Suppose a non-bitsmuggler peer joins the swarm. If he starts torrenting the file, he will get a correct copy (no checksum fails on the pieces) of it because all bitsmuggler parties hold a full correct copy of it to begin with.
ODDITIES
1. File content. However, as described in the docs, at the moment those files are just random data, generated with a pseudo-random generator using an integer seed. So an entropy analysis of the the file may be a give-away (the fact that it doesn't look like anything really) and also the fact that right now the percentage of the file that is available is fixed (1/2).
a solution here is to use real existing files, but this involves pre downloading them (fetch pirates of the Caribbean 3 first and then torrent it again with your bit-smuggler server). how much of the file is available can be randomized.
2. Contact files. Another aspect is that the server now works by advertising a set of so called contact files. those contact files are bittorrent files that a client needs to start downloading to tunnel a bit-smuggler connection through them. They are partially completed files (1/2 of the pieces are there). Once they are depleted (all downloadable pieces are downloaded) the file is removed and a new partial copy is placed in, to allow for new peer connections on that contact file to have plenty of data flowing back and forth.
This aspect that the server keeps refreshing its files is odd.
These files are part of the server descriptor.
Another way of doing it could be deciding the contact files dynamically. You could maybe have a small exchange at the very beginning between the server and the client through some other channel and steg some data in there.
Possible ways:
* the client can make a DHT request for the server, and the server would reply with a set of nodes, but the data in the reply contains data about what contact file the client should use, so not a correct DHT query response.
* ue the bifield message of bittorrent to do a request-response sequence between the bitsmuggler server and client about what contact file to use and then switch to it.
3.Upload slots per torrent = 1 . the client and server instruct their bittorrent clients to upload to a single peer. basically i'm restricting swarms to a size of 2 to load balance things. if i disable this it would just mean the file gets depleated faster.
So actually, given this setting, an outsider joining a swarm where a bit-smuggler server and client live would not actually be able to download.
ABOUT BITTORRENT
On bittorrent: it's wire protocol is not very complicated. traditionally it runs over a TCP connection, starts with a handshake (containing infohash ( the ID ) of the file transferred and the ) and continues with length prefixed messages which are mostly piece requests and piece data messages (the ones where i embedd the payload) + some control messages to control the data flow (choke, unchoke, interested)
The handshake you can probably yank it out with a regex easily at IP level without any packet reconstruction. the rest i guess you need to parse the stream at application level to make sense of it.

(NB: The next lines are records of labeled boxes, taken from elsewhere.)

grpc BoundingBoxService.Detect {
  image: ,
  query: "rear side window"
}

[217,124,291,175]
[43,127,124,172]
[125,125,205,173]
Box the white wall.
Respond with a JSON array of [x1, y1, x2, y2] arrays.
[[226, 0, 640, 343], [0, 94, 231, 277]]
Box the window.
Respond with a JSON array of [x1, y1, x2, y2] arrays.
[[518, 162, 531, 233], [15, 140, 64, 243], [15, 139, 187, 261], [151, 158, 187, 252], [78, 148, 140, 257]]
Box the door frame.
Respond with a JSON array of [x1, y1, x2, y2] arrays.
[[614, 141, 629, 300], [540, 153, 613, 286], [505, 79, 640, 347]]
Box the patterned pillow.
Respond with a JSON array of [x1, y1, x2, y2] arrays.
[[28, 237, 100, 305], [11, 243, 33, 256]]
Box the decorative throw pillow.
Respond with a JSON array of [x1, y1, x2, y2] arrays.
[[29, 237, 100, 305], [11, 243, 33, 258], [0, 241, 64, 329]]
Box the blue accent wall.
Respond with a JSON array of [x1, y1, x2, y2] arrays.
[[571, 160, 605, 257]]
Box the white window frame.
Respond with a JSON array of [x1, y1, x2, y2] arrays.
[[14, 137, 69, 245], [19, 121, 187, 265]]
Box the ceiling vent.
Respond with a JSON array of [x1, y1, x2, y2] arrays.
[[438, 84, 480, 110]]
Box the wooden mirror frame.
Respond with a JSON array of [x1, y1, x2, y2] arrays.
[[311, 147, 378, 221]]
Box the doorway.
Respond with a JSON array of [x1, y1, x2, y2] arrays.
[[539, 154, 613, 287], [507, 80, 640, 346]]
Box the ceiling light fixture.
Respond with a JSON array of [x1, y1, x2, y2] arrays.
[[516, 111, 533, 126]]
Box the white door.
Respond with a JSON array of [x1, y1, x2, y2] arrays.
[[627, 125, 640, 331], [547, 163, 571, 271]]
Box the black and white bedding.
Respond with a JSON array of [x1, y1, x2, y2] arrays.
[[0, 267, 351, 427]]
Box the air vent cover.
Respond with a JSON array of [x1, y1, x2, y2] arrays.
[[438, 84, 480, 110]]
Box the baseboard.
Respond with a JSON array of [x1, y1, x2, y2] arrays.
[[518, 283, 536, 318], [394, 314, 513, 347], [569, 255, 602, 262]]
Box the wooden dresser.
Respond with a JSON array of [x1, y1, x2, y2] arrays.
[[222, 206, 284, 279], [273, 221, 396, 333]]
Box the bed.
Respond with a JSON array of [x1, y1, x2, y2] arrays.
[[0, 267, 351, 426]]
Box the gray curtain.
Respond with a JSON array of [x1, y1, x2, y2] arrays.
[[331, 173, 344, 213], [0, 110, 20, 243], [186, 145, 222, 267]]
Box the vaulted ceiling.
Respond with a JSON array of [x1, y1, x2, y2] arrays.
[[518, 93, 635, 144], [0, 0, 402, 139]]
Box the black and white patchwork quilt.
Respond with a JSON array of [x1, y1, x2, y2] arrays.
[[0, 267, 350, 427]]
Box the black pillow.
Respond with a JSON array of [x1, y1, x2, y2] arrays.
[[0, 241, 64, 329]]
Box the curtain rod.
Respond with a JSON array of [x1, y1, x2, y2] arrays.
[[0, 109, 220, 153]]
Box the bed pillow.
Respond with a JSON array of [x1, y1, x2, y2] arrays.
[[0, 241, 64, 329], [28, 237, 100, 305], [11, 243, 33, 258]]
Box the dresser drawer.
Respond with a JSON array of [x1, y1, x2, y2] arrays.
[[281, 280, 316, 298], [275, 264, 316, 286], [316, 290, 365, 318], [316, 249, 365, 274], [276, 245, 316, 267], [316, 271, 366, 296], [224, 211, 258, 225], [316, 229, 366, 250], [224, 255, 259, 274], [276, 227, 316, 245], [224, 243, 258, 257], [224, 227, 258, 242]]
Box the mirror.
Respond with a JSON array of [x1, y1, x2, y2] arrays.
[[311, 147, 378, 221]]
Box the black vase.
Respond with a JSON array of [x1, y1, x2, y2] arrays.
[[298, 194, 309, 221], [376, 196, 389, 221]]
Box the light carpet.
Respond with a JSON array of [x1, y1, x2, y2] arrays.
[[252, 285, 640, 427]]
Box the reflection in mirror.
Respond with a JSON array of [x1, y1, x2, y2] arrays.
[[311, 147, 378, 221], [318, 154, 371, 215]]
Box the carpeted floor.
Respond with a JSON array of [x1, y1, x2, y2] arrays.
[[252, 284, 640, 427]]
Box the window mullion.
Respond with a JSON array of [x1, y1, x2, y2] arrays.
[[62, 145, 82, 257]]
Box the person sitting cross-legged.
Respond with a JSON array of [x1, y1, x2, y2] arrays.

Having the infohash means you can fetch the torrent file.
Spec is here
POSSIBLY BETTER DESIGN
the bitsmuggler server joins aribtrary existing swarms on the internets and informs the client somehow which swarms to look for it. once they find each other, they start exchanging data.
Tech limitations
A crappy thing about utorrent's interface is that it doesn't allow you to tell it to look for a certain peer (so bitsmuggler client tells its bittorrent process to just look for the bitsmuggler's bittorrent process in a big swarm). So who you connect to in a swarm is arbitrary.
A solution could be to intentionally join seeder-only swarms that just sit there.

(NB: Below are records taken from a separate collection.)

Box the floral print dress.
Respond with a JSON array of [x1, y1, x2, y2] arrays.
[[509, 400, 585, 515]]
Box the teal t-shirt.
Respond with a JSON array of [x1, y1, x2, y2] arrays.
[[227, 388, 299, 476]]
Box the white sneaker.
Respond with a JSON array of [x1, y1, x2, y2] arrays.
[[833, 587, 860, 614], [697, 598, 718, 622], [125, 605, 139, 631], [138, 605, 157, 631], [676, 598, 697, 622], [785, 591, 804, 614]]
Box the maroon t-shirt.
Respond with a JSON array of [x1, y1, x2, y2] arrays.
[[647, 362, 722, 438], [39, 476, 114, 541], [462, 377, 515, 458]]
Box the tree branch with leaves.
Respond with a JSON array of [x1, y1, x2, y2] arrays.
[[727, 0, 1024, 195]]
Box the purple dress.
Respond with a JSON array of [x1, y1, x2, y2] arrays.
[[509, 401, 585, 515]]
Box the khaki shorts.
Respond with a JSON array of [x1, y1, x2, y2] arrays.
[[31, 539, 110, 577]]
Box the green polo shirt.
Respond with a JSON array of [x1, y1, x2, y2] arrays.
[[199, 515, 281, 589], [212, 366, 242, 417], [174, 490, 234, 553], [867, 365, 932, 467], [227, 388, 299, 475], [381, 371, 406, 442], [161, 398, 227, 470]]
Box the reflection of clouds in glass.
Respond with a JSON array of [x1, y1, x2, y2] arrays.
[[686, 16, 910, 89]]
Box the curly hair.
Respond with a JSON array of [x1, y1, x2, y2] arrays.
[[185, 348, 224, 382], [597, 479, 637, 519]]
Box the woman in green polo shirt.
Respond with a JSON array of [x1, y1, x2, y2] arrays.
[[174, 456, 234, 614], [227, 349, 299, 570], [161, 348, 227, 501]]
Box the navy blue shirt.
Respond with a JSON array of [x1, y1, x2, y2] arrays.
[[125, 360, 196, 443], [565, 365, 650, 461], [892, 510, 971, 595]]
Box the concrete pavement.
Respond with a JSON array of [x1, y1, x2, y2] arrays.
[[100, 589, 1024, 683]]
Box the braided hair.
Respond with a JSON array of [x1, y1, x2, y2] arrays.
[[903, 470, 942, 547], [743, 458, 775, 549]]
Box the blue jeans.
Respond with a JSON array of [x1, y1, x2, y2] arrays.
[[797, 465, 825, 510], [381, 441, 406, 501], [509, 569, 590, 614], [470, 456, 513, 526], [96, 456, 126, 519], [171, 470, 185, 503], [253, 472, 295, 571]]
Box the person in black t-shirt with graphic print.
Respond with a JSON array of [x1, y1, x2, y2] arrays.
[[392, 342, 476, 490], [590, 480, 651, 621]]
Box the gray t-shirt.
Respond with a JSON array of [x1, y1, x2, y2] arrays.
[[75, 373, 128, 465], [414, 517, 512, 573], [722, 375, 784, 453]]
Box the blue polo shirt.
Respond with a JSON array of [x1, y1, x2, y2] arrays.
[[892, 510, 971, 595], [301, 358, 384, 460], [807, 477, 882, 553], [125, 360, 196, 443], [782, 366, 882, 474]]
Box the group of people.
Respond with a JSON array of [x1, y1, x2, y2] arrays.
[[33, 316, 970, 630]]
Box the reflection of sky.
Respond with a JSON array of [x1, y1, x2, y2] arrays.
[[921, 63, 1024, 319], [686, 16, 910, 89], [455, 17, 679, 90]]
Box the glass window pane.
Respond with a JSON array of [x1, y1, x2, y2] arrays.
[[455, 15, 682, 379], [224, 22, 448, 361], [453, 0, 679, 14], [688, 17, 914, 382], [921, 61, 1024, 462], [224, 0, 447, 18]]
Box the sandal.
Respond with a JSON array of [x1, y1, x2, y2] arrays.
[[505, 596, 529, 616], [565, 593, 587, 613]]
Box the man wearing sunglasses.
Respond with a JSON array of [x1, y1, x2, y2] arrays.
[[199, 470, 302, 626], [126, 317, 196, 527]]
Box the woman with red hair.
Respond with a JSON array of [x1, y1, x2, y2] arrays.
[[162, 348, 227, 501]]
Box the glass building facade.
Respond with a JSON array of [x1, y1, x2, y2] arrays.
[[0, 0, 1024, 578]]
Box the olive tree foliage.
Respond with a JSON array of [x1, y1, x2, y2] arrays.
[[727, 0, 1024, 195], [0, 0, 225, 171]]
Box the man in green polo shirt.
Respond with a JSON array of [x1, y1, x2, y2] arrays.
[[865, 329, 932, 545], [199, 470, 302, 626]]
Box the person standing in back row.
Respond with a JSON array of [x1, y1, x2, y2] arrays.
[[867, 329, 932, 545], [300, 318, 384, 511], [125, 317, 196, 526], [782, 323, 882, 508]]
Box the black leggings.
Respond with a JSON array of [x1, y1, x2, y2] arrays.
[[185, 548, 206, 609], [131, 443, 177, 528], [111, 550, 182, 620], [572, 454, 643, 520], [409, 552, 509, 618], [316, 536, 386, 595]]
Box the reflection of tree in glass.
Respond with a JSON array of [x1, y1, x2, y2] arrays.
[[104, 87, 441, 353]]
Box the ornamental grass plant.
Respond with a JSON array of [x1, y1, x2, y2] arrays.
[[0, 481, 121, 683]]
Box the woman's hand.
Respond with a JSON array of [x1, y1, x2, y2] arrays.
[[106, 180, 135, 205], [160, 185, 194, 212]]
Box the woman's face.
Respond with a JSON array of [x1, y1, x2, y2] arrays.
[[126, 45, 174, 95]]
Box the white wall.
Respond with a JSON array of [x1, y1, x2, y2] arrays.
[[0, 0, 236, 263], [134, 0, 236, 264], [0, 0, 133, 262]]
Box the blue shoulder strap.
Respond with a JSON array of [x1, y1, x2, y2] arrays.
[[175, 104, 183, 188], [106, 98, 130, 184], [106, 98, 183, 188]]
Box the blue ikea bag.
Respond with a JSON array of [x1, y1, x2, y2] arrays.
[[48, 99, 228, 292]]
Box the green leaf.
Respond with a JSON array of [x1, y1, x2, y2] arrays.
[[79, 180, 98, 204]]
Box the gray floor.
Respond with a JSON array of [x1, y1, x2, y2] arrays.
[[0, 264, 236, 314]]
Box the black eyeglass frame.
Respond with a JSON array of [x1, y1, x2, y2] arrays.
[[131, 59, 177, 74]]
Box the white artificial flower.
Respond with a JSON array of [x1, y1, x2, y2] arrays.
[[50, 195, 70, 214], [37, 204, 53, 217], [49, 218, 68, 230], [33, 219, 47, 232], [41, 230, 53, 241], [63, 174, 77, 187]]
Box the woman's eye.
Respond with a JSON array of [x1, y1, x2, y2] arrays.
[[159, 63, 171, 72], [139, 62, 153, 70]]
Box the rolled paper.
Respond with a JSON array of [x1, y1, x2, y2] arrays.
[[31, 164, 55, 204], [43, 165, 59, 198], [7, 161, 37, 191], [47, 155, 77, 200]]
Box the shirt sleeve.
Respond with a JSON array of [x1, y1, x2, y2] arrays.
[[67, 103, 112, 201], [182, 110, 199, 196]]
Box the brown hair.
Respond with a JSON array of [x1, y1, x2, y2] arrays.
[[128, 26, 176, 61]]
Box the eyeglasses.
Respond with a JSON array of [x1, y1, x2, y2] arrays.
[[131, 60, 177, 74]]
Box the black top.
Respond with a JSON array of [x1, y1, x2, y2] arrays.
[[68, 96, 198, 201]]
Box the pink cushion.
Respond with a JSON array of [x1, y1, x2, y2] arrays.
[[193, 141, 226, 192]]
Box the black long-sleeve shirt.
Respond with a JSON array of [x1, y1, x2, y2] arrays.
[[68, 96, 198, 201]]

If you are to not break the file integrity for the other peers you better have a copy of that file of whose swarm you are joining ahead of time. but this is necessary with the current design as well.
Any suggestions/comments are very welcome. IT seems to me that bittorrent is very hard to tame compared to let's say HTTP as a cover between a server and a client, so this might be an impairing limitation for the project.